彼女は昨日の特訓を思い出したのか、一点集中で魔力を練り上げる。
「清らかなる導きの光よ……宿れ!」
カッ!!
エリスの杖から放たれた光が、彩音さんのレイピアに吸い込まれるように纏わりついた。
暴走も爆発もしない。
ただ、神々しい黄金の炎が、刃を包み込んでいる。
「な、なにこれ……すごい力が溢れてくる!」
彩音さんが目を見開く。
彼女は迷わず、再生したスケルトンを一薙ぎした。
ジュワァァァァッ!!
「ギャアアアアアッ!?」
剣が触れた瞬間、スケルトンは再生する間もなく灰になり、蒸発した。
圧倒的な浄化力。
ただの支援魔法が、エリスの規格外の魔力によって『対アンデッド特攻の聖剣』へと昇華されたのだ。
「いける……これなら、いくらでも斬れるわ!」
彩音さんが舞う。
黄金の軌跡が描かれるたびに、不死者たちが塵へと還っていく。
一方的な蹂躙劇。
コメント欄が、一瞬で手のひらを返した。
《は? 強すぎんだろ》
《エンチャントであの火力? バグかよ》
《暴走してない……だと?》
《制御できてるじゃねーか!》
《前のギルド、こんな有能を捨てたのかwww》
《見る目なさすぎワロタ》
《『鉄の牙』涙目敗走で草》
よし、計画通り。
これでエリスの汚名は返上だ。
戦闘終了。
スケルトンの群れは全滅し、俺たちの勝利だ。
「や、やりましたぁぁぁ!」
エリスが杖を放り出し、満面の笑みで俺に突進してくる。
「見ましたか神使様! 私、お役に立ちましたよね!? 爆発させませんでしたよね!?」
「ああ、完璧だったよエリ――」
ガシッ。
俺に抱きつこうとしたエリスの額に、レイピアの柄がめり込んだ。
彩音さんが無表情で阻止していた。
「……調子に乗らないで。

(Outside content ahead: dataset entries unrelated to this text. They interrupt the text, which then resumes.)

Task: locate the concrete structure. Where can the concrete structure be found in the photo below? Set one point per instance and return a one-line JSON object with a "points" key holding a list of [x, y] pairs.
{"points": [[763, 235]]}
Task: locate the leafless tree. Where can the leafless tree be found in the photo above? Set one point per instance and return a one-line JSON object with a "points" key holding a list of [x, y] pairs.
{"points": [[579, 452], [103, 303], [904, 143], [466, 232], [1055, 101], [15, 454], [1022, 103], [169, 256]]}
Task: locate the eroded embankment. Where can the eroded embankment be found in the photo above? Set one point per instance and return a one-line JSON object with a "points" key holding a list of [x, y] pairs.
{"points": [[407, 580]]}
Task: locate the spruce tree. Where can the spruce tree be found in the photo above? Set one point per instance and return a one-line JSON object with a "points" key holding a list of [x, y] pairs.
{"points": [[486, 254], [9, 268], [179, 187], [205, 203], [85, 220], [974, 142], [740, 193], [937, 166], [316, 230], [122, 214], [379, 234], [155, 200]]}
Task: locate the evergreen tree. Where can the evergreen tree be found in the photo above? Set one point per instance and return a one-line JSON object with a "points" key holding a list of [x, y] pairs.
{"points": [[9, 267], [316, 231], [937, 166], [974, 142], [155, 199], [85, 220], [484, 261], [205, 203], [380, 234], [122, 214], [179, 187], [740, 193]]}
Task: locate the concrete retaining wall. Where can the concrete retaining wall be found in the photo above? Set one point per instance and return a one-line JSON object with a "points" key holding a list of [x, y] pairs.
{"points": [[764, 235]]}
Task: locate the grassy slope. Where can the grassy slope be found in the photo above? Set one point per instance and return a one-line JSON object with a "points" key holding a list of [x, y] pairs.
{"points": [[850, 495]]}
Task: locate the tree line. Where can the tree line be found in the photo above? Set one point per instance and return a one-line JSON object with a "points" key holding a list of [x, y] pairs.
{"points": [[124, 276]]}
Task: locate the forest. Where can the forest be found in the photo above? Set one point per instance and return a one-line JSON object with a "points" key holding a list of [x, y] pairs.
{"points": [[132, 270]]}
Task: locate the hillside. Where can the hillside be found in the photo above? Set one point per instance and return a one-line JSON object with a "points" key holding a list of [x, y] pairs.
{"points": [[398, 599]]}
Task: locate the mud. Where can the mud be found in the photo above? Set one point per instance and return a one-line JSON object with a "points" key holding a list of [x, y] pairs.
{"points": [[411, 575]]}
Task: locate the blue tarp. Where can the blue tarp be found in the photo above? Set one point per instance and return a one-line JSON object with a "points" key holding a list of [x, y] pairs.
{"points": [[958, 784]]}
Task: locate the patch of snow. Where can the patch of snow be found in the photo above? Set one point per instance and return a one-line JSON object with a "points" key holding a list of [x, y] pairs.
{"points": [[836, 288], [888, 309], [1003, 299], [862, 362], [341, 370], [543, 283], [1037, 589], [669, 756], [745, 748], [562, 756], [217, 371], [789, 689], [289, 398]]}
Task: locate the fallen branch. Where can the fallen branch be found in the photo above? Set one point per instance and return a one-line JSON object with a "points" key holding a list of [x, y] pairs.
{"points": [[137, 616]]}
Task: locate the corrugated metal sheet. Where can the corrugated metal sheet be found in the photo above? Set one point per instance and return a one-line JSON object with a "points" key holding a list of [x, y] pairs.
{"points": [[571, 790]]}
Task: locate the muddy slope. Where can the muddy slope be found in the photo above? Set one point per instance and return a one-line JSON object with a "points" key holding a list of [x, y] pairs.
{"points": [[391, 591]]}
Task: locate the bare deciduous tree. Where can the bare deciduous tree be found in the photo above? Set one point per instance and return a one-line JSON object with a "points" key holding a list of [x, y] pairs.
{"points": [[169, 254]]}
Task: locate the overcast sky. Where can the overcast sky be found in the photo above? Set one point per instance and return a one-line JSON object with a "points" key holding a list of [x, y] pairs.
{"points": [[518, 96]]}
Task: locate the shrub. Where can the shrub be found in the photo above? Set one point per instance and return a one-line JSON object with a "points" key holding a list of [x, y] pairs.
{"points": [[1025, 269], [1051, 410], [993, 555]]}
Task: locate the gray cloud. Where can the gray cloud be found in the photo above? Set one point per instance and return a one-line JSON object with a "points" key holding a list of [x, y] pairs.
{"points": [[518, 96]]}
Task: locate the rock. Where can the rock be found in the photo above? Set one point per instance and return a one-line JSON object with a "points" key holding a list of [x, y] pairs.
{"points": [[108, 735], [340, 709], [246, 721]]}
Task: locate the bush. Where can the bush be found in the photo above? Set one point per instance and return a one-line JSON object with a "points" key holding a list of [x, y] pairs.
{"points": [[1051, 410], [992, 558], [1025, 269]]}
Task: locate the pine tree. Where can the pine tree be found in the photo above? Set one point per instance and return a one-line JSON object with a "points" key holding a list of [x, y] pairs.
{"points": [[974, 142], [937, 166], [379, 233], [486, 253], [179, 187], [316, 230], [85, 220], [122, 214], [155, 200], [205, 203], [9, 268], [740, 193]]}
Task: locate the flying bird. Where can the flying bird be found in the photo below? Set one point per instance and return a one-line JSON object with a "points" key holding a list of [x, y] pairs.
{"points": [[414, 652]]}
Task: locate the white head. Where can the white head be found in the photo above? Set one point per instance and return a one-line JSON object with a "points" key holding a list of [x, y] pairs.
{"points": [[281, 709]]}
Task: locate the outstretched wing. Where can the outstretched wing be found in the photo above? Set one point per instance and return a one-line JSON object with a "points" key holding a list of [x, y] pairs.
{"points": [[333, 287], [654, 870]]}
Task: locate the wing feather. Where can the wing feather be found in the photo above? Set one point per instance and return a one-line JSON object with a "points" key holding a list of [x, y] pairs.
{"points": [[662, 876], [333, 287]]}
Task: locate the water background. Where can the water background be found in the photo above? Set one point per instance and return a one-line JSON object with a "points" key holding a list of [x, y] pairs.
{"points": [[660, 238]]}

あくまで私の剣が凄かっただけだから」
「あいたぁっ!? ひ、ひどいです! 感動の抱擁シーンだったのにぃ!」
「却下。湊くんに触れていいのは、パーティリーダーである私だけ」
「そんな理屈ないですよぉ!」
ギャーギャー騒ぐ二人。
俺は苦笑いしながら、コメント欄を見つめた。
《ハーレム乙》
《聖女ちゃんかわヨ》
《ざまぁ完了してて草》
《このパーティ、推せるわ》
同接300人突破。
俺たちの快進撃は、まだ始まったばかりだ。